Question
For real $$x,$$ let $$f\left( x \right) = {x^3} + 5x + 1,$$ then
A.
$$f$$ is onto $$R$$ but not one-one
B.
$$f$$ is one-one and onto $$R$$
C.
$$f$$ is neither one-one nor onto $$R$$
D.
$$f$$ is one-one but not onto $$R$$
Answer :
$$f$$ is one-one and onto $$R$$
Solution :
Given that $$f\left( x \right) = {x^3} + 5x + 1$$
$$\therefore f'\left( x \right) = 3{x^2} + 5 > 0,\forall x \in R$$
$$ \Rightarrow f\left( x \right)$$ is strictly increasing on $$R$$
$$ \Rightarrow f\left( x \right)$$ is one one
$$\therefore $$ Being a polynomial $$f\left( x \right)$$ is cont. and inc.

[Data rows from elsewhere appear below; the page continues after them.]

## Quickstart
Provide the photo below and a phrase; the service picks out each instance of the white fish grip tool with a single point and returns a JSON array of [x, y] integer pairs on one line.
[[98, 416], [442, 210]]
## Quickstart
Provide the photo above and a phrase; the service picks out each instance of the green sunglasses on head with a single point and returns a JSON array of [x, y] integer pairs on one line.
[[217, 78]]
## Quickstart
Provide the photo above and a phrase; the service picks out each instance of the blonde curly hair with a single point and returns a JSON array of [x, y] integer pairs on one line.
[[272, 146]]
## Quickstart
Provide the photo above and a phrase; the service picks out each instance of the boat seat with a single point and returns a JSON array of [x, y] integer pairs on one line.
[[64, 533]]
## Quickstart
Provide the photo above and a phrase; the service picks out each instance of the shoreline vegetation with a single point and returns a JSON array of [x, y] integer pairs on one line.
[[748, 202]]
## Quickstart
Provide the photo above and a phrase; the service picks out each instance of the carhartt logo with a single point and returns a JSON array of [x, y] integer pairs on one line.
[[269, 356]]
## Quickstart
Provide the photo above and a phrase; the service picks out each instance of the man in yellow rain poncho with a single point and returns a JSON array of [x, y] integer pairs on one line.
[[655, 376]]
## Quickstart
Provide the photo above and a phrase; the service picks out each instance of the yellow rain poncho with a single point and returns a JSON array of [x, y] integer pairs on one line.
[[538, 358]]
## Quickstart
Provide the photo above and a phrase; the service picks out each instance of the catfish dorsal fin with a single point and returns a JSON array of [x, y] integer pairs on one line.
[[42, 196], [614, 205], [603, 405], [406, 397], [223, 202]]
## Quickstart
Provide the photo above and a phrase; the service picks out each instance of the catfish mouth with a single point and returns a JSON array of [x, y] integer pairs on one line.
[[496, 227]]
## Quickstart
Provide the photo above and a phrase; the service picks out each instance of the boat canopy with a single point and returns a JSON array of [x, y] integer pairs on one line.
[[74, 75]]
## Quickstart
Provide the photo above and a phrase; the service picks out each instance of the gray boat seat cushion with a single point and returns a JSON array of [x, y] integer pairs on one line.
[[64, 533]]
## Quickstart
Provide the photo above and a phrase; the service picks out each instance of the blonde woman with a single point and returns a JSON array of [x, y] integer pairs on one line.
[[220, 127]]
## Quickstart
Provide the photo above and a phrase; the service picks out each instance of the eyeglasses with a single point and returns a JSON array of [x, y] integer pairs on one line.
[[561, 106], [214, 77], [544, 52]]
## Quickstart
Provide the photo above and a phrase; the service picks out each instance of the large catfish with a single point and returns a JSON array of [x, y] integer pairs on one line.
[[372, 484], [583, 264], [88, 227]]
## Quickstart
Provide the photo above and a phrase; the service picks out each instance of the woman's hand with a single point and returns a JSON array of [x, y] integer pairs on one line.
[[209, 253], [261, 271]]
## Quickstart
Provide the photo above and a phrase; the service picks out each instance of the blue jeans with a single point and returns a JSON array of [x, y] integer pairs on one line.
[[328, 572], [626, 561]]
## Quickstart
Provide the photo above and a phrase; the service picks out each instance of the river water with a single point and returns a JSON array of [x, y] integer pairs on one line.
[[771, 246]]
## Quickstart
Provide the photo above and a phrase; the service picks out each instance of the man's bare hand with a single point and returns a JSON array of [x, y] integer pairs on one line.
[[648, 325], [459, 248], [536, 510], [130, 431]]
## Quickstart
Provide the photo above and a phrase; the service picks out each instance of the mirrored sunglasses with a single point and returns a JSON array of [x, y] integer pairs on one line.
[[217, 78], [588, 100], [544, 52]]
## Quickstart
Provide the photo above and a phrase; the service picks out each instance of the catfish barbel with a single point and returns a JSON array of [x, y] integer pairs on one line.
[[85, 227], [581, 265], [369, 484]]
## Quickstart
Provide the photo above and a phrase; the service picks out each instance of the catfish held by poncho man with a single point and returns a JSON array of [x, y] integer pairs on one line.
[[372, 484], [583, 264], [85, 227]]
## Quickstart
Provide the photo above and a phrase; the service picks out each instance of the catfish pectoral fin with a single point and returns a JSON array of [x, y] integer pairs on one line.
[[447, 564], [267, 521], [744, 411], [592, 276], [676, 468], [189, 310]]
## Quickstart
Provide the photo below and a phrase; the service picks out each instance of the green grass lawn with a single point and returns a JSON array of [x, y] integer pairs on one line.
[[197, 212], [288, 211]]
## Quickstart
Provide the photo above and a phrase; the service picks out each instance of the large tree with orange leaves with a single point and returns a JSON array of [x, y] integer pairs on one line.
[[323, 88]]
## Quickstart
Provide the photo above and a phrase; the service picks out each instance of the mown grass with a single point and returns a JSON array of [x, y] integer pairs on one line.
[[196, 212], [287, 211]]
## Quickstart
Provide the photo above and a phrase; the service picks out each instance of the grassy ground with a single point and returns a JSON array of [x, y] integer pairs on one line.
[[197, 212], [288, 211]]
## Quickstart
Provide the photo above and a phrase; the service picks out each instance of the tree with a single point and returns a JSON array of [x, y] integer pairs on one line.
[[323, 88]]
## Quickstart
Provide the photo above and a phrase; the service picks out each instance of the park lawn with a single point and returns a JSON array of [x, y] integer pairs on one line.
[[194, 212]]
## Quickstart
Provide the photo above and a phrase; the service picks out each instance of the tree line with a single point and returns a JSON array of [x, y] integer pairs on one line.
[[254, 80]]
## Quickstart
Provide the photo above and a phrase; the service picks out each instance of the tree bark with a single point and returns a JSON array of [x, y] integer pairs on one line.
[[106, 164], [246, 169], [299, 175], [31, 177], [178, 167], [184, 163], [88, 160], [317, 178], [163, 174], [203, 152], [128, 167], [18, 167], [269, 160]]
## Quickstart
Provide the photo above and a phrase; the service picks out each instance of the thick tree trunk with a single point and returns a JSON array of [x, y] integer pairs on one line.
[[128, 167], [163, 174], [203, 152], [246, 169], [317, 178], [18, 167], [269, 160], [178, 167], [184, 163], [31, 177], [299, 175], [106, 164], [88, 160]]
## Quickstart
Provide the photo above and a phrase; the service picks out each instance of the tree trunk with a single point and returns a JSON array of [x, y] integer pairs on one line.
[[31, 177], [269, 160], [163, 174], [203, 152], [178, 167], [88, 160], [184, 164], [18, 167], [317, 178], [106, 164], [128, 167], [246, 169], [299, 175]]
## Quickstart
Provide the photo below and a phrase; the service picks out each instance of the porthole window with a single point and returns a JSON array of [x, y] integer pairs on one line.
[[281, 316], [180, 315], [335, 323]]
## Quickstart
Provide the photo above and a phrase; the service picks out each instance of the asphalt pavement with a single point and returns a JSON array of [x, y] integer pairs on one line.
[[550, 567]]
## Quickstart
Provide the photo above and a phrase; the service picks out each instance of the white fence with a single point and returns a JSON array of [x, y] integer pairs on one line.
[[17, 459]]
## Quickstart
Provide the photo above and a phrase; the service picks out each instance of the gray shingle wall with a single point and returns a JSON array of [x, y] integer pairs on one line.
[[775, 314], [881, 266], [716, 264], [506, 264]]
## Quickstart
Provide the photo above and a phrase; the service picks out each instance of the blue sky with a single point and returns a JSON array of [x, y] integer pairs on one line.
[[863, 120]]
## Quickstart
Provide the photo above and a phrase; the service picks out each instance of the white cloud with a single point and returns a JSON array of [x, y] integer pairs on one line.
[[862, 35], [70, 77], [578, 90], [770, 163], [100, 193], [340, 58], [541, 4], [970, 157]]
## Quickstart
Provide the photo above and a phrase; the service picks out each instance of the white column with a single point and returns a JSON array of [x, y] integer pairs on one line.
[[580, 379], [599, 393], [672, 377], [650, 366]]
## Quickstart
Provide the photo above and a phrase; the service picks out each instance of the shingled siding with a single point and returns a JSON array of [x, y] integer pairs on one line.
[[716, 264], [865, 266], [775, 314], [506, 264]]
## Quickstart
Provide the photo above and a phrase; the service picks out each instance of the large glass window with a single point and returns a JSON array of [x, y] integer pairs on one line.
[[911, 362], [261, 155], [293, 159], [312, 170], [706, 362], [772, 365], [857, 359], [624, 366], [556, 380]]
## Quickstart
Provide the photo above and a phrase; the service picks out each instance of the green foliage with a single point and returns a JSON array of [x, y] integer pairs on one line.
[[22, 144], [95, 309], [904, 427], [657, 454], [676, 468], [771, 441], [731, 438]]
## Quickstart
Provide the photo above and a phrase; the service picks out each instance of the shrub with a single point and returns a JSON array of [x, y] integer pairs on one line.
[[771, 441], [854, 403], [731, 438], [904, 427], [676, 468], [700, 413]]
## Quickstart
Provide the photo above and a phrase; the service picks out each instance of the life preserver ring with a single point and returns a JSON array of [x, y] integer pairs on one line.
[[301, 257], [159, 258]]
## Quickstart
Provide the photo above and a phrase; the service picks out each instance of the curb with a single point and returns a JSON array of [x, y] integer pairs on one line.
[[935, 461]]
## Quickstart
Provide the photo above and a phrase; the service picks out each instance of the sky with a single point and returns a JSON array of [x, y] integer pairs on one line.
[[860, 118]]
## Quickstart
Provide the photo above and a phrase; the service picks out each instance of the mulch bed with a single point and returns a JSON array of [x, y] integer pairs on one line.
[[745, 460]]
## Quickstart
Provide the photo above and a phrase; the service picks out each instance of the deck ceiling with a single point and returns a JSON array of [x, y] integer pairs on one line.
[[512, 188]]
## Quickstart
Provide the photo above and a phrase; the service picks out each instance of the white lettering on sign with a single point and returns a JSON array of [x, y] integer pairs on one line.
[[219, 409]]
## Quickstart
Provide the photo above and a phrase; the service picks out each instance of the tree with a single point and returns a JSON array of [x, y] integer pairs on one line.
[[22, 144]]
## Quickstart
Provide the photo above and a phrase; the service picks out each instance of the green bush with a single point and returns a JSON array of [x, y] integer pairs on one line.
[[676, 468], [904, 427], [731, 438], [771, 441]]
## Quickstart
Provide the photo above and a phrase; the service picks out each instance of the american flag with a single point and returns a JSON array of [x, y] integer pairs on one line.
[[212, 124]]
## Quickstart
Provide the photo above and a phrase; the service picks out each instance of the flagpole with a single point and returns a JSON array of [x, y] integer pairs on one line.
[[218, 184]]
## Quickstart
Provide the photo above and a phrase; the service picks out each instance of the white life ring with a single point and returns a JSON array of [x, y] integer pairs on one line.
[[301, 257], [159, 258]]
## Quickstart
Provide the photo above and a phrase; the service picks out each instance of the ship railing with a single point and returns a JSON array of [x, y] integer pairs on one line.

on $$R$$ with $$\mathop {\lim }\limits_{x \to \infty } f\left( x \right) = - \infty $$
and $$\mathop {\lim }\limits_{x \to \infty } f\left( x \right) = \infty $$
$$\therefore $$ Range of $$f = \left( { - \infty ,\infty } \right) = R$$
Hence $$f$$ is onto also. So, $$f$$ is one one and onto $$R$$.